Penelitian yang dilakukan adalah penelitian hukum normatif dengan
pendekatan hukum yuridis normatif dengan menggunakan data sekunder yang
mengolah data dari bahan hukum primer, bahan hukum sekunder dan bahan
hukum tersier.
Berdasarkan hasil penelitian dipahami bahwa 1) Pengaturan calon tunggal
dalam undang-undang pemilihan kepala daerah pertama kali diatur lewat Putusan
Mahkamah Konstitusi No. 100/PUU-XIII/2015 yang kemudian diadopsi dalam
mekanisme pelaksanaan pilkada dengan satu pasangan calon di Pasal 54C UU No.
10 Tahun 2016 Perubahan Kedua atas UU No. 1 Tahun 2015 tentang Pemilihan
Gubernur, Bupati dan Walikota. Langkah ini merupakan upaya untuk menjaga
proses demokrasi tetap berjalan sesuai amanah Pasal 1 ayat (2) UUD NRI 1945.
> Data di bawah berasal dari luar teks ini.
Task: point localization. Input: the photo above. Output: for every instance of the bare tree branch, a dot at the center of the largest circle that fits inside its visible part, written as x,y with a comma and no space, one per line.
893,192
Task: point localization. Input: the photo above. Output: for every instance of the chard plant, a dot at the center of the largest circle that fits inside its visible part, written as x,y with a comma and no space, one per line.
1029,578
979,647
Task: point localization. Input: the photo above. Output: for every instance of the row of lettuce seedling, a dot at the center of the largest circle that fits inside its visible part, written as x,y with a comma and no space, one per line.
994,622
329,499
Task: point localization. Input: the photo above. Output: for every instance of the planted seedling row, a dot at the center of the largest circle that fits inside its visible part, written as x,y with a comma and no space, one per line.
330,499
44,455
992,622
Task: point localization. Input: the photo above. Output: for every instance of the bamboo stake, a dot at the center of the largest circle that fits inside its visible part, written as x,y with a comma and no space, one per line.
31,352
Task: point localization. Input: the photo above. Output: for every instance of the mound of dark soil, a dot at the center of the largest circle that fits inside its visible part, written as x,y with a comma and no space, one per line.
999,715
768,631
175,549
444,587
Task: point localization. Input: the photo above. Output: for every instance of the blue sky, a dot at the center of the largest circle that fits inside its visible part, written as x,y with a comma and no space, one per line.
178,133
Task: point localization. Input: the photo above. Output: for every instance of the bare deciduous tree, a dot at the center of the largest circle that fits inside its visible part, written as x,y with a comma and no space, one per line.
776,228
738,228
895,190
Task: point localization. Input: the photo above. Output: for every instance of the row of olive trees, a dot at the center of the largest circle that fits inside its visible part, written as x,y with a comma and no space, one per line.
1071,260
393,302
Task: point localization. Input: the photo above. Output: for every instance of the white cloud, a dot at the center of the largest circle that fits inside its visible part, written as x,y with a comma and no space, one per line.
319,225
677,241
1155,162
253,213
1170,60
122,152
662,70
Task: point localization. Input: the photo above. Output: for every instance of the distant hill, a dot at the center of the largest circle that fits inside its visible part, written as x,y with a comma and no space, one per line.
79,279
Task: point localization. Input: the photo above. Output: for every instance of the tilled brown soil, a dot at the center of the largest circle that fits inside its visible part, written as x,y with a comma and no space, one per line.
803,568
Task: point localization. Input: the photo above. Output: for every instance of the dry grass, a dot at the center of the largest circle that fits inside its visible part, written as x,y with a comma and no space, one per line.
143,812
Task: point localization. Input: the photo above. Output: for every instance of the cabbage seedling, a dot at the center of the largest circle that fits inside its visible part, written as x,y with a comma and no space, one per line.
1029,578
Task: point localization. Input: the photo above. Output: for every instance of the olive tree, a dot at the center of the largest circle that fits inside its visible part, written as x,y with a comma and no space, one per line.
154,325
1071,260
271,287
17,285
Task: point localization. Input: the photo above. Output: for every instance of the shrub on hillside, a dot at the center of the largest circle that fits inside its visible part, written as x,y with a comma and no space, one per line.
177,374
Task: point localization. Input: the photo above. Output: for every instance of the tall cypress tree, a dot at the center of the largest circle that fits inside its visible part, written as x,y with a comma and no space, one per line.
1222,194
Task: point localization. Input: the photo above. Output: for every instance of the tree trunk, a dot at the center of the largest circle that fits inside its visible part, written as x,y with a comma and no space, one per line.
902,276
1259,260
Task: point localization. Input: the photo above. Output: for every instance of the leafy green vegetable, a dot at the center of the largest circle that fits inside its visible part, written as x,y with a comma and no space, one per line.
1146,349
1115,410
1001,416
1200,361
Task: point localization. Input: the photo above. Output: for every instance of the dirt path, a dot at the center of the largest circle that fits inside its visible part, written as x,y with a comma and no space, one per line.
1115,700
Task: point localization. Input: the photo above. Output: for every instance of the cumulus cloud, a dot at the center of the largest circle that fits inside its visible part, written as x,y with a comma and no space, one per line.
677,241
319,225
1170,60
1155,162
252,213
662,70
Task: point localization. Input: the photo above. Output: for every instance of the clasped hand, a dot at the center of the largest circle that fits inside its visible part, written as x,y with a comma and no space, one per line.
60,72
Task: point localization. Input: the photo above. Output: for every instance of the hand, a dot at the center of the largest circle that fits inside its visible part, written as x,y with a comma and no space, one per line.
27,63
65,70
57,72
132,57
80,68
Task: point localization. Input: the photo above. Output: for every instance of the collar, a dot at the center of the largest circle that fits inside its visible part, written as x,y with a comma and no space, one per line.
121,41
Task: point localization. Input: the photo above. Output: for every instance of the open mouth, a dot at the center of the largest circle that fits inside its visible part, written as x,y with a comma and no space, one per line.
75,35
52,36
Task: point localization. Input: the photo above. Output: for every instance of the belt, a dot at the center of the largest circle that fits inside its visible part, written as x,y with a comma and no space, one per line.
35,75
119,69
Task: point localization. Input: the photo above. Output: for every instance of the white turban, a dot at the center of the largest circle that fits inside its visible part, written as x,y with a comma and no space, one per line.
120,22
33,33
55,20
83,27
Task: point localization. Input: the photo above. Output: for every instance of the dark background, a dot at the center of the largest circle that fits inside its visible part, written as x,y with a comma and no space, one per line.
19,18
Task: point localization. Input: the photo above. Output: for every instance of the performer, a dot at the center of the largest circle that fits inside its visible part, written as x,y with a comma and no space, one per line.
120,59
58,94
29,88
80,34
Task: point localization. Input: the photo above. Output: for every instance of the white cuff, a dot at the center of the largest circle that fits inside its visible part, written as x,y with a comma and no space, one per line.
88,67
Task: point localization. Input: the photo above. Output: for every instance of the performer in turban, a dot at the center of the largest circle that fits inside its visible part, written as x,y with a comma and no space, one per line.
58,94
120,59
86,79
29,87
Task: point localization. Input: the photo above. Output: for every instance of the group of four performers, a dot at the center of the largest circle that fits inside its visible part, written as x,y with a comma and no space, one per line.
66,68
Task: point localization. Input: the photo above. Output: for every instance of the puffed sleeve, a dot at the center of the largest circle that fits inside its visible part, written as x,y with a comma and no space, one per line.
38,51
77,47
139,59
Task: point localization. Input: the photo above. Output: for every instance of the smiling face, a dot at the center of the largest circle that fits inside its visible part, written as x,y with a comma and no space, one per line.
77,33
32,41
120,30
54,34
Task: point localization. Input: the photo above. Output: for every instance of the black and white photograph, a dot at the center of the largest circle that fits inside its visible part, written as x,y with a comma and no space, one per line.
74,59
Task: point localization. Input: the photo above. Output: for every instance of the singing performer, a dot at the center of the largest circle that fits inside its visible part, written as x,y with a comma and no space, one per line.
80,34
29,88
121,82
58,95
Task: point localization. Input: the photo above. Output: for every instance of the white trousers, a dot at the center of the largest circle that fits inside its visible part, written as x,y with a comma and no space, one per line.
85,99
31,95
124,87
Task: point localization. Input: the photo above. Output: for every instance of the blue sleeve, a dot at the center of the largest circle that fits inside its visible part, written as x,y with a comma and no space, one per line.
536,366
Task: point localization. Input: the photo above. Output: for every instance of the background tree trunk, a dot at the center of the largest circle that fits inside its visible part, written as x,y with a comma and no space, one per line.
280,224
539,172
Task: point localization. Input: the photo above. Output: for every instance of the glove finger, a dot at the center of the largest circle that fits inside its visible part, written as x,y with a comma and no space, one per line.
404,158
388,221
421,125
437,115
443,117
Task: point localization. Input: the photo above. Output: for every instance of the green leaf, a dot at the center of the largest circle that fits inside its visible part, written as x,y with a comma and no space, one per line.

2) Fungsi partai politik dalam melahirkan calon kepala daerah memiliki kontribusi
yang besar dalam fenomena pasangan calon tunggal di pilkada karena praktek
politik yang dijalankannya. Sebagai pihak pengusung pasangan calon, praktek
politik yang dilaksanakan oleh partai antara lain koalisi besar partai yang
mengusung satu pasangan calon tertentu, serta produk hukum yang dipengaruhi
oleh kepentingan partai seperti Pasal 41 UU No. 10 Tahun 2016 yang mengatur
persyaratan calon independen. 3) Konstitusionalitas calon tunggal kepala daerah
dalam prinsip negara demokrasi telah diakui dan diatur dalam peraturan
perundang-undangan Indonesia, khususnya UU No. 10 Tahun 2016 tentang
Perubahan Kedua UU No. 1 Tahun 2015 atau UU Pilkada.